Kent was well within the area controlled by Parliament, but in the summer of 1643 there was a rising in the county – nominally Royalist, but including local troublemakers. For a week from 18 July armed bands took control of Tonbridge and Sevenoaks, plundering the houses of rich Parliamentarians and taking the militia weapons stored at them. The insurrectionists threatened the Thames Estuary and the Port of London with cannon stripped from Parliamentary ships. Sir John Rivers of the Sutton at Hone Horse was involved in negotiating with the rebels. Regular and LTB regiments under Maj-Gen Richard Browne were sent down from London to support the Kentish forces, and the insurgents retreated to Tonbridge. There was a three-hour skirmish at Hildenborough outside the town on 24 July, in which Browne claimed to have captured 200 rebels. The London troops left on 29 July, when 'Hercules Holliland' (Note: Probably the Scottish officer Hercules Holland.) was appointed Sergeant Major General of the Trained Bands in Kent.

By now Kent had begun organising regiments of Auxiliaries to share the duties with the Kentish TBs (in emulation of the LTB Auxiliaries) and units of Volunteers willing to serve for short periods outside Kent. The Sutton at Hone Volunteers marched with regiments of the LTBs in Parliament's expedition to relieve the Siege of Gloucester, which was achieved on 8 September 1643. On the return march the Royalists blocked the Parliamentary army's way at Newbury. In fighting their way through the Trained Bands distinguished themselves at the First Battle of Newbury on 20 September, but the colonel of the Sutton at Hone Volunteers, Sir William Brooke, subsequently died of the wounds received in the battle.

After resisting association for some time, Kent became part of Parliament's 'Southern Association' in November 1643, with Sir William Waller as commander of its forces.
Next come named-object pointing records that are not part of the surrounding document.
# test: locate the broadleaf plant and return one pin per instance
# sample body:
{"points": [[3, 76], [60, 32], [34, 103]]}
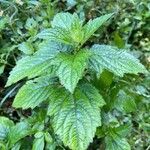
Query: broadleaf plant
{"points": [[60, 76]]}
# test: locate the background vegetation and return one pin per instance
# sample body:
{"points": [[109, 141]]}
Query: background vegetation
{"points": [[20, 21]]}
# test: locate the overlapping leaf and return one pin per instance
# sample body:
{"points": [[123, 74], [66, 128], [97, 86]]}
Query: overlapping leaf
{"points": [[114, 60], [5, 125], [93, 25], [32, 66], [116, 143], [75, 117], [71, 68], [33, 93], [17, 132]]}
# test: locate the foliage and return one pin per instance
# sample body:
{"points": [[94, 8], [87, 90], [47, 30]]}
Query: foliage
{"points": [[77, 92]]}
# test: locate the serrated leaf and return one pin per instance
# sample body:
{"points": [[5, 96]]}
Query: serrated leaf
{"points": [[124, 102], [56, 34], [5, 125], [32, 66], [26, 47], [2, 67], [71, 68], [93, 25], [38, 143], [123, 130], [116, 143], [63, 20], [115, 60], [17, 132], [75, 117], [33, 93]]}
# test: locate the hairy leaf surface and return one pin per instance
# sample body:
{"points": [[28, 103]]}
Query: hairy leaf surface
{"points": [[33, 93], [71, 68], [93, 25], [116, 143], [17, 132], [114, 60], [64, 20], [32, 66], [5, 125], [75, 117]]}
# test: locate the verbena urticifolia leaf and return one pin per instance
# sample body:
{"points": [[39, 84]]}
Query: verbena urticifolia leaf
{"points": [[75, 117]]}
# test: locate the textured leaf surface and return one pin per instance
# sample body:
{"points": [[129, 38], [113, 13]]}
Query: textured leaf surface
{"points": [[38, 143], [93, 25], [125, 102], [114, 60], [5, 125], [116, 143], [32, 66], [75, 117], [17, 132], [33, 93], [71, 67], [63, 20], [56, 34]]}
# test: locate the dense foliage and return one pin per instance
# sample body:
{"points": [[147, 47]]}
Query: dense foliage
{"points": [[74, 75]]}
That month the second-in-command of the Sutton at Hone Volunteers, Lt-Col Ralph Weldon, raised a regular regiment of Foot for the Association, known as the Kentish Regiment. Waller began his campaign in November with an attack on Basing House, and then the Battle of Alton (13 December). After Alton the LTB regiments in his army (which had already performed over a month's service) refused to move against Arundel Castle, with many shouting 'Home! Home!', and the brigade then marched home.

However, a number of Kentish regiments were represented in Waller's army at the Siege of Arundel from 19 December 1643 to 6 January 1644:
- Aylesford TB
- Scray TB
- Scray Auxiliaries
- Sutton at Hone Volunteers
- Sutton-at-Hone Auxiliaries
- St Augustine Horse
- Scray Horse
- Shepway Horse

Colonel Mark Dixwell of the Aylesford TB probably died at the siege. His younger brother John Dixwell, later MP for Dover and Governor of Dover Castle, who was a Captain in 1646, afterwards took over command of the regiment and held it in 1650.

A replacement LTB brigade under Browne marched from London on 5 January, delayed by its accompanying Troop of Kentish Horse which refused to march until specifically ordered by the authorities in London. The brigade reached Guildford and was then delayed by bad weather before joining Waller. It is not clear whether this was a troop of Trained Band horse, or one of the five troops of Sir Michael Livesay's Kentish Horse, raised (like Weldon's Kentish Foot) by the Southern Association as regulars for general service, probably with a cadre of men from the TBs. (These two regiments were already in Waller's army and later served under him at the Battles of Cheriton (29 March 1644) and Cropredy Bridge (29 June 1644).)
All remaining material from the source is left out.